3. Answer D: Captopril reduces both afterload and preload. At a given contractility, it would be expected to improve SV. Preload also decreases with c but so does SV (as in diuresis, nitrates). Preload is unchanged with b and e. The decreased SV with b could be seen with an agent such as phenylephrine. The increased SV of e could be seen with a pure afterload reducer like hydralazine. Preload and SV increase with a, which might occur with IV hydration.
4. Answer A: Norepinephrine increases afterload by its effects on α1 receptors while increasing contractility by its action on β1 receptors. Phenylephrine increases afterload but should not improve SV. Furosemide does not increase afterload. Isoproterenol and digitalis can improve SV, but neither increases afterload.
5. Answer C: Milrinone increases contractility and decreases afterload, resulting in a greater SV. Norepinephrine may increase contractility but also increases afterload. Nitroprusside reduces afterload and preload but does not affect contractility. Hydralazine reduces afterload and improves SV but does not affect contractility. Phenylephrine increases afterload and does not improve SV.

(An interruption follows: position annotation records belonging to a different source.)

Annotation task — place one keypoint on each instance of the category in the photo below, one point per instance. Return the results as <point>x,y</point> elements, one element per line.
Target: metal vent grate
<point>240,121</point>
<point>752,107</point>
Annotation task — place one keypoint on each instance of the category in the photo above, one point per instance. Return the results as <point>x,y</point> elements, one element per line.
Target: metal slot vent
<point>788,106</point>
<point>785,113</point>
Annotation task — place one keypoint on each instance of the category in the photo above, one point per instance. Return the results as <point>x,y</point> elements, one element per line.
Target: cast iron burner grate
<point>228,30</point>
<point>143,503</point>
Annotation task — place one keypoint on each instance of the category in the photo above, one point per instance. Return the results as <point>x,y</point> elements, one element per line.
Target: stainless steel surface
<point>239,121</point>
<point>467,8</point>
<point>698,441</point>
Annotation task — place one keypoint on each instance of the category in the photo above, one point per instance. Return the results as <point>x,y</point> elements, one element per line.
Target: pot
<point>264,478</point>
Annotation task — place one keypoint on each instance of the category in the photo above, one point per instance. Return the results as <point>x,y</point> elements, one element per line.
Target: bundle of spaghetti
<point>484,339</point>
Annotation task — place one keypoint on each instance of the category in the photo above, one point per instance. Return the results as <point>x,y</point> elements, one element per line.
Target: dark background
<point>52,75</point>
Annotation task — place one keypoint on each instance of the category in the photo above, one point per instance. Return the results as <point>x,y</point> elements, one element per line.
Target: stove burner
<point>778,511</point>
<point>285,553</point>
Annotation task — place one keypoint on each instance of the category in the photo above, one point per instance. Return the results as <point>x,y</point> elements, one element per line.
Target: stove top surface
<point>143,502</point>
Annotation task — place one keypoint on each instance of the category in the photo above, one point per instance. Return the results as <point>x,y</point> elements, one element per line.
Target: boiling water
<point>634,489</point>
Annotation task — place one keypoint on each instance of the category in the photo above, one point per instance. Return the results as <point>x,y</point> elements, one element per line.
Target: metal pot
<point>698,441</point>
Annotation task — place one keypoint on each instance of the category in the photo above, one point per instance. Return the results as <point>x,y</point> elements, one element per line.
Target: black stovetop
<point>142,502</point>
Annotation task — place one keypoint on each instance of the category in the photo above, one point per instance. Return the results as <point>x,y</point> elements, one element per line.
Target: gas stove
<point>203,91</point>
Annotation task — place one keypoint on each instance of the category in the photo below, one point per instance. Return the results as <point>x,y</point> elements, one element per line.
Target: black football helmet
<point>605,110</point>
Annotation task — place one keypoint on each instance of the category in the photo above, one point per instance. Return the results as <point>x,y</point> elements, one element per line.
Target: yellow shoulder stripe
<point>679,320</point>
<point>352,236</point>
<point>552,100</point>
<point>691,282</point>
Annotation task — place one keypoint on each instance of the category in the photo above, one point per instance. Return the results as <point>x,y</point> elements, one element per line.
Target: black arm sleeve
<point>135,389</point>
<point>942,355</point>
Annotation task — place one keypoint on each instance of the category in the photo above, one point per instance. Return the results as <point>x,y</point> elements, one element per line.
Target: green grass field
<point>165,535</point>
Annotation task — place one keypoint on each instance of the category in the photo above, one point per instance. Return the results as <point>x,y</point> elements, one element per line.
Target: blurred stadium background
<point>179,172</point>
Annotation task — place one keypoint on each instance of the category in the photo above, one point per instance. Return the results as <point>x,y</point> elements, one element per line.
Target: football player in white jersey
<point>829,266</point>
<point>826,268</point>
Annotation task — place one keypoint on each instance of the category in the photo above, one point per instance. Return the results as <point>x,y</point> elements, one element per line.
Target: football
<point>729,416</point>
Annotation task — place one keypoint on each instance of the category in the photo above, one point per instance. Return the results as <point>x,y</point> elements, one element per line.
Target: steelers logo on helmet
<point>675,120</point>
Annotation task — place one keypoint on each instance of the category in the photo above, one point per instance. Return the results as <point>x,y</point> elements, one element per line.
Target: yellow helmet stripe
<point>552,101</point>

6. Answer A: Phenylephrine increases afterload more than it increases preload and would be expected to reduce SV as shown. Captopril and hydralazine would reduce afterload and likely improve SV. Epinephrine would increase contractility and SV and can increase afterload at higher doses, but we would also expect to see increased contractility. Digitalis would also increase contractility, and IV fluids would increase preload as well.
7. Answer C: In dilated cardiomyopathy, the ventricle operates at higher filling pressures with greater afterload. SV and contractility are reduced, as depicted. Hypertrophic cardiomyopathy would be associated with a “spike and dome” pattern of early increased systolic pressure followed by abrupt decrease before return of systolic ejection in mid-late systole. There should be no major change in preload. Contractility is usually increased, and SV would be preserved or augmented. Restrictive cardiomyopathy and pericardial constriction can both result in lower SVs, but afterload is generally normal or reduced. There would also be early equalization of the diastolic pressure–volume curve. Mitral stenosis would be associated with reduced SV secondary to reduced preload; afterload and contractility would be unaffected.
8. Answer D: Early aortic stenosis is characterized by significantly increased afterload and increased LV systolic pressure with increased contractility and preserved SV, as shown. The increased contractility is the result of greater LV mass produced by compensatory hypertrophy. In later stages, the LV begins to dilate, increasing afterload more with a drop in contractility and SV. Preload eventually rises. Mitral regurgitation would be associated with increased diastolic filling pressure. Contractility is preserved or enhanced (at least initially) with decreasing LV systolic pressure that is proportional to the regurgitant volume. SV decreases as the regurgitant volume increases. Mitral stenosis would produce an underfilled ventricle with low SV and normal afterload. Early aortic regurgitation would greatly increase diastolic filling pressure with increased contractility and normal to increased SV. Over time, contractility would decrease and afterload would increase as the LV dilates.
9. Answer A: Myocardial performance is determined by contractility, HR, preload, and afterload. Although compliance does have an effect on preload, it is not a direct determinant of myocardial performance.
10. Answer B: LV wall thickness. The components that are used in Laplace law to calculate wall stress include LV pressure, LV radius, and LV wall thickness.